Average European research payments lagged North American research payments by over 40% last year, according to data from Integrity Research’s fourth major benchmark study of research pricing. The survey results indicate that MiFID II has had a broad (and not necessarily positive) impact on research pricing since its implementation in January 2018.
Average payments for research in Europe were $25,000, well below Asian payments (which averaged $35,000) and over 40% lower than North American payments, averaging $42,500. Average research payments in the UK, while marginally higher than those in the EU, also fell short at $31,000.
“Our latest research pricing benchmarks showed significant impacts from MiFID II along a variety of metrics,” says Integrity founder Michael Mayhew. “Those impacts are less potent outside the EU, but still notable.”
Although price taking (letting the buy-side set research values) remains a widespread pricing approach, it was no longer the most frequently used pricing model as European regulators attempted to force banks to assign explicit fees to research. In a previous survey from the same provider, conducted in early 2017, 60% of respondents used subscription fees in some form whereas in the latest survey (conducted at the end of 2018) nearly 90% of respondents charged subscription fees for at least part of their research services.
To accommodate MiFID II requirements, investment banks are now assigning subscription fees to written research (often at a low price point), while seeking to maximize overall revenues by charging premium fees for high touch services such as access to analysts – a pricing strategy that seems to have been largely successful. Premium pricing for high touch services dominated maximum client payments, with the most profitable relationships still hitting seven-figure research payments.
MiFID II has also increased the preponderance of cash payments for research.
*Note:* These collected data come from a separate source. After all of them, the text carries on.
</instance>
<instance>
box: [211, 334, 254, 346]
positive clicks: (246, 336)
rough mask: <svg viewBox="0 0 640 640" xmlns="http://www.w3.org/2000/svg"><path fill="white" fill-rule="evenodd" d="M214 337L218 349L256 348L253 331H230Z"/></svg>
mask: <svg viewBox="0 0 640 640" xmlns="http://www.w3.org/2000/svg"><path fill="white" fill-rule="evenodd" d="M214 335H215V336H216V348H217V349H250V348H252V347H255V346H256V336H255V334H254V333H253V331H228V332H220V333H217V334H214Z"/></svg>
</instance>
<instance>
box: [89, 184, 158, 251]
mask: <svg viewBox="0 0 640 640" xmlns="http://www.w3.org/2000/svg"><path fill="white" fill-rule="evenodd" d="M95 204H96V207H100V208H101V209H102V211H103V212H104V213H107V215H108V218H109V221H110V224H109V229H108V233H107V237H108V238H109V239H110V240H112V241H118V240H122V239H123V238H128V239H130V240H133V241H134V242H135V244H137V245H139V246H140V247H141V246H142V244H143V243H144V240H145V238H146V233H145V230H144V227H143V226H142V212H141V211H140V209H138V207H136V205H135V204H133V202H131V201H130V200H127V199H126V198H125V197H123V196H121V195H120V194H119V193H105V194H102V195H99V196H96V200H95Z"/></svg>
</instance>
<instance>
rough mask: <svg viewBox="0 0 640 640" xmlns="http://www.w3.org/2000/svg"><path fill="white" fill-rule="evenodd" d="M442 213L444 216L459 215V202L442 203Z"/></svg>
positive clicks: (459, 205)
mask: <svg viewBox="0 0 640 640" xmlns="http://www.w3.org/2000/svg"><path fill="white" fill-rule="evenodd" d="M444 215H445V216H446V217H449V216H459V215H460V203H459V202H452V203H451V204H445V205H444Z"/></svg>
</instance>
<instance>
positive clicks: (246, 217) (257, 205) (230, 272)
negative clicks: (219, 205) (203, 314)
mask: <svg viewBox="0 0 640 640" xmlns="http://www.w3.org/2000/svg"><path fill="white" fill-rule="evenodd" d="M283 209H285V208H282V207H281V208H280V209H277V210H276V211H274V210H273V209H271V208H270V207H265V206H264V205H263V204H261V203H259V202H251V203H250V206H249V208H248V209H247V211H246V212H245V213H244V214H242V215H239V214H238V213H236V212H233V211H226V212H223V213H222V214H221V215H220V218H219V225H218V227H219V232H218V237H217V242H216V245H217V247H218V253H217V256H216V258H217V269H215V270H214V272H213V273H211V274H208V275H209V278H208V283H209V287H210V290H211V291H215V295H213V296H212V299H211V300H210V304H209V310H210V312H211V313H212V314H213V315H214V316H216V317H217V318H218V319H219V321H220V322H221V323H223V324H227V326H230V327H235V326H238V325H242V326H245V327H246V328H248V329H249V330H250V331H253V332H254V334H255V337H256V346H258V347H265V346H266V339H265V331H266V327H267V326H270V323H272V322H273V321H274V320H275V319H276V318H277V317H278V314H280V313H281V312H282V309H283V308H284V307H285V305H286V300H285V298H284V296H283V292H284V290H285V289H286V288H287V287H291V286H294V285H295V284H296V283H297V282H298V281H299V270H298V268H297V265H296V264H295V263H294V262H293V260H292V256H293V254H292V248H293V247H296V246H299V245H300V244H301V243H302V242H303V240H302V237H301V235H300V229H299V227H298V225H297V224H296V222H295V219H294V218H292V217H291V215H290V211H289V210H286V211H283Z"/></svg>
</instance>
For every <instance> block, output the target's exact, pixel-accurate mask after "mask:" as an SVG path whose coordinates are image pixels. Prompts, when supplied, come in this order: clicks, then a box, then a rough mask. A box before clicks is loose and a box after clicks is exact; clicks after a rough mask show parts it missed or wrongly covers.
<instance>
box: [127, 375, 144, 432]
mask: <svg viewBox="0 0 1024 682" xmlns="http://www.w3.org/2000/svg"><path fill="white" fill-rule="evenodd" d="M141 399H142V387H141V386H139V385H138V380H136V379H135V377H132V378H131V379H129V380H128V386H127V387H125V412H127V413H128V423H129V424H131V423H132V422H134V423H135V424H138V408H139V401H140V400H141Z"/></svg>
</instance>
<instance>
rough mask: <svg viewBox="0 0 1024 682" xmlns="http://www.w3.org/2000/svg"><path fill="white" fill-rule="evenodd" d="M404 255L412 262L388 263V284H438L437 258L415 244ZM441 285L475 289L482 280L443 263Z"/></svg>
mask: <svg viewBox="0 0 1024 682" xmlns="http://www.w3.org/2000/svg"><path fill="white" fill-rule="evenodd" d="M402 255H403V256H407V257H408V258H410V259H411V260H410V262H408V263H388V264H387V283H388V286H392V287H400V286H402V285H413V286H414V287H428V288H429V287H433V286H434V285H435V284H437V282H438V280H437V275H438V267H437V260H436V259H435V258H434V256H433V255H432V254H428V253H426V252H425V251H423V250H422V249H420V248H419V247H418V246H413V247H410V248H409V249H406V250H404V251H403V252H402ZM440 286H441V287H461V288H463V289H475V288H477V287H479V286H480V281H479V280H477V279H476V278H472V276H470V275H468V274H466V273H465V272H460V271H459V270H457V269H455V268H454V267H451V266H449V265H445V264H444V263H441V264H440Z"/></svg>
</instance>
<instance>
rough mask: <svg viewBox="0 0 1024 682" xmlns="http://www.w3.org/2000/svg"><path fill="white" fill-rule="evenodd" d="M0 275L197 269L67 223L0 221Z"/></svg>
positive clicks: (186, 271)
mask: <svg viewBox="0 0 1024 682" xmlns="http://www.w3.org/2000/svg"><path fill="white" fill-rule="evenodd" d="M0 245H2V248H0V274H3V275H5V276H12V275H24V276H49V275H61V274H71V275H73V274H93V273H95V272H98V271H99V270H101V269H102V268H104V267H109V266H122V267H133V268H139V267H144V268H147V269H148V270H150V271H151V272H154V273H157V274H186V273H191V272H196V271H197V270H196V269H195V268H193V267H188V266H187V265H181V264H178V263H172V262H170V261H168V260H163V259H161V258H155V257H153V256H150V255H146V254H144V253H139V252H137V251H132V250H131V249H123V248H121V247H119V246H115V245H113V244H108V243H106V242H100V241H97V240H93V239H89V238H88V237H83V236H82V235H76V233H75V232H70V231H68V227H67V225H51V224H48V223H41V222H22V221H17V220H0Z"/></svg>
According to the survey, cash payments represented 60% of total payments, up from 46% the previous year.
“At the same time MiFID II has depressed pricing for macro research relative to other types of investment research,” warns Integrity. “Because of a loophole in MiFID II which exempts research which is publicly available, many banks in Europe have chosen to give away their macro research, forcing competitors to accept lower average payments for their macro research.”
The survey was conducted in August and September 2018 and included 140 respondents from 24 countries in Asia Pacific, EMEA and the Americas.